As a disclaimer, I am not a "car person." I don't notice cars, I don't think about cars or wish for a particular car. I just like a car to get me where I'm going. But the cars I've had make me think back on different stages of my life.
I learned to drive on a '58 Buick Special, my mother's car. But I had no attachment to it, and for years after I was car-less. My first car that was my very own was an old three tone '65 Ford Fairlane. The three colors were red, white and primer. I drove it into the city every day when I was in nursing school and I used to say it ran on the Spirit of God because every day that car started up was a miracle.

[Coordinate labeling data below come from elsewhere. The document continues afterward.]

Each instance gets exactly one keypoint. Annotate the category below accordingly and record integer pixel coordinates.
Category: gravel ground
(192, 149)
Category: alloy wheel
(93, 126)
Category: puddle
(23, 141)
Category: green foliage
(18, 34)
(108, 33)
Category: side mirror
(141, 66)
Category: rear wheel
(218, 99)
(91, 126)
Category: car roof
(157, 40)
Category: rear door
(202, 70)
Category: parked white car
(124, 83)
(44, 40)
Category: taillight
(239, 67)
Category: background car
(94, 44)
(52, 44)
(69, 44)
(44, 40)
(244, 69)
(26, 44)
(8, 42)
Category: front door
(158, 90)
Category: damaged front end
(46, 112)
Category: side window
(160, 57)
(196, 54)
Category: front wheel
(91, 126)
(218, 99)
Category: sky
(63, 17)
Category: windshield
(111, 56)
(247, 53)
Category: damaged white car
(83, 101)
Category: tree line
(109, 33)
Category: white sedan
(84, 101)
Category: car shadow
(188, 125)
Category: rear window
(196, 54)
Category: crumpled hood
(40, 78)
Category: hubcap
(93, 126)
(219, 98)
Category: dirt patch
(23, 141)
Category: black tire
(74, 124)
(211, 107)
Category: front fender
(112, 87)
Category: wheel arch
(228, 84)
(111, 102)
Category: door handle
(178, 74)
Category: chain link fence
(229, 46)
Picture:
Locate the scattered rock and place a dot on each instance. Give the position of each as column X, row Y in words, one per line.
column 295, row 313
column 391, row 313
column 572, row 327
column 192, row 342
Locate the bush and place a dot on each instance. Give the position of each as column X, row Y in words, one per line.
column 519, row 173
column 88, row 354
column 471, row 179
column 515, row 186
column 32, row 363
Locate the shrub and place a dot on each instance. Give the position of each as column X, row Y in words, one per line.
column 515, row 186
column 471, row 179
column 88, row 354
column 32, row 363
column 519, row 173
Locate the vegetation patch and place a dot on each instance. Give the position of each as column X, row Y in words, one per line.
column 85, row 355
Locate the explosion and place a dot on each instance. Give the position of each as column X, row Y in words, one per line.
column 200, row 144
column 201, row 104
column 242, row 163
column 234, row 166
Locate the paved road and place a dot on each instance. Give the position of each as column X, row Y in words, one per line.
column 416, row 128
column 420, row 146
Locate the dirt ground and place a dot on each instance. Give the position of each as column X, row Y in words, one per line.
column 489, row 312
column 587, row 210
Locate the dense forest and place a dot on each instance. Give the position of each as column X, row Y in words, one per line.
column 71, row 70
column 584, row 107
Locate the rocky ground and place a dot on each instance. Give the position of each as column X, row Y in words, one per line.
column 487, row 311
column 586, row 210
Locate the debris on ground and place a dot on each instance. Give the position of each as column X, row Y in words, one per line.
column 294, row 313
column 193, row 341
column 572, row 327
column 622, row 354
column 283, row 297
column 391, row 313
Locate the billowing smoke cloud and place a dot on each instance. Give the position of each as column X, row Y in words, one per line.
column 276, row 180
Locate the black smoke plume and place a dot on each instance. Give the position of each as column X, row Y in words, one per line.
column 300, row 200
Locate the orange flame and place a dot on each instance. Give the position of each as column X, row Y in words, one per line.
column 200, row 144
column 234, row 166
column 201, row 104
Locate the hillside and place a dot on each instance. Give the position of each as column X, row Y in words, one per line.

Then there was my '79 blue Ford Pinto. It was new and fabulous. I learned to drive a stick-shift with it. Then we learned the gas tank might explode and we traded it in for a used Dodge Aries. This car transported Cub Scouts and soccer players. Sweaty boys were always piled in it and we traveled many miles and many years.
When Fred and I got married we bought a Suburu Outback. It was a fun car, small and zippy. My baby Arielle rode in it, strapped in her carseat. When Liana came home we bought a new 2001 Ford Windstar van. I didn't want to be a van mom! But at the time we were driving back and forth across the country and needed something roomy and comfortable. I grew to love my van. I took my girls to Chinese school in it, and to dance classes and church and the beach. We packed in other people's kids and our big kids and our friends. It held all four of our bikes and we could put the seats down and load furniture and lumber or just about anything we needed to cart around.
On Monday Fred told me we should take advantage of the Cash for Clunkers rebate. It was supposed to be the very last day of the program. The van has been costing us money in repairs and it was a big gas-guzzler. It's trade-in value was next to nothing. But, Fred, my van! The girls and I love our van.
So we headed to the dealership. We found the smallest, cheapest car. The salesman asked what color we wanted. The girls and I said, "Anything but red." I'm not a flashy person. Then he said red was the only color he had that night. We test drove this tiny, cute car and it felt right. Solid, bigger inside than it appears outside.
Two hours later we were told we were missing a piece of documentation. We took a 40 minute drive home and back to retrieve it. Another hour and we are told those papers still weren't good enough. We went home without the car. No deal. The salesman said he would call if the Senate voted to extend the program. I didn't really want a new car, but now I was disappointed.
The next day the salesman called. The dealership was allowing one more day for the rebate. We cleaned out our much-loved van, finding mementos of long ago, and headed back out. Another two hours and we drove off the lot in a 2009 Honda Fit. Instead of being joyful, I was in tears. My van! What have we done? Such ambivalence! What's wrong with me?
I realize the sadness is because my girls are growing up. It's the end of an era. We can't load this car with the big wagon the girls used to ride in on the boardwalk. We're not transporting strollers and carseats anymore. If we drive south, we'll take Fred's car. I will eventually embrace this new stage of life. Cut-back, down-size, simplify.